Registration Mark Detection: Why Use a Color Mark Sensor with RGB Technology
May 12, 2017
Q: What is the difference between a true color sensor and a color registration mark sensor?
True color sensors can be taught to detect minute color differences (for example, it can tell dark blue from black), while color mark sensors detect a grayscale change in color. True color sensors, like Banner's QC50, reflect light off a target using a white LED and red, green and blue filter elements. A color value is then assigned to the light returning to the sensor based on the amount of light reflecting off the target. With color mark sensors, the sensor uses just an LED and no filters. The sensor distinguishes the target color based on how it contrasts with the background color.
Q: Isn’t it better to use a true color sensor rather than a color mark sensor?
Not always. A large number of color sensing applications can be done quite effectively by detecting a grayscale change in the color mark. In these instances, we recommend using a color mark sensor like the R58E, especially in high-speed applications. A true color sensor is required when sorting out targets that differ only in color; for example, when you need to distinguish between light blue and dark blue. However, when distinguishing a registration mark on a constant background, a color mark sensor is your best choice.
Q: What's the difference between a color mark sensor and a registration mark sensor?
There is no difference; these terms are synonymous.
Q: What does 16 grayscale contrast levels specification mean?
One way to spec a color mark sensor is to understand how many levels of grayscale it can detect. The finer the sensor’s resolution, the more levels can be detected. A commercial grayscale printer's chart is divided into 20 segments ranging from black to white, and the shades of gray between. Many sensors are able to detect the first 16 segments starting at white.
Q: Does Banner’s R58E have a spec for grayscale contrast levels?

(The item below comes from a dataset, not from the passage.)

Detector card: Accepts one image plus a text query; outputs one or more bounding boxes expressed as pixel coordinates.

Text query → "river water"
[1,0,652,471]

The R58E can easily meet the spec for 16 levels of grayscale. Because of the combination of RGB LEDs, the R58E’s resolution capability far exceeds grayscale charts. The R58E’s capability for subtle contrast changes far surpasses the specification for 16 levels of grayscale.
Q: Is it true that processing time for the color mark sensor affects speed?
Speed is more of an issue for a true color sensor rather than a color mark sensor. The R58E from Banner can perform 10,000 actuations per second, which is very fast!
Q: How do I switch between the different LED colors?
You don’t need to manually switch LEDs. The R58E will automatically select LED colors during the TEACH function.
Q: Can I choose the LED colors in the R58E?
No. The R58E comes with only the possibility of three LED colors: red, green and blue.
Q: Does having 3 LED colors affect the sensor’s response time?
No. After the initial TEACH process, the R58E’s response time is the same as comparable registration mark sensors. The R58E has a 50 microsecond response time, which allows 15 microsecond repeatability.
Q: How do I sense a registration mark on clear material?
Clear materials (e.g. a clear poly web) don’t reflect light very well, so when sensing a registration mark on a clear material, position a reflective surface directly behind the clear material to return light to the sensor. The registration mark will block the light from reaching the reflective surface and will be detected by the sensor. To avoid the shine from clear materials, you might consider mounting your sensor at a 15° skew angle.
Q: How can I maximize sensing in my high-sensitivity applications with the R58E?
Use the dynamic TEACH function to teach the sensor a series of conditions on the fly. The R58E takes multiple samples of a registration mark against its background and is able to automatically set the sensitivity at the optimum level.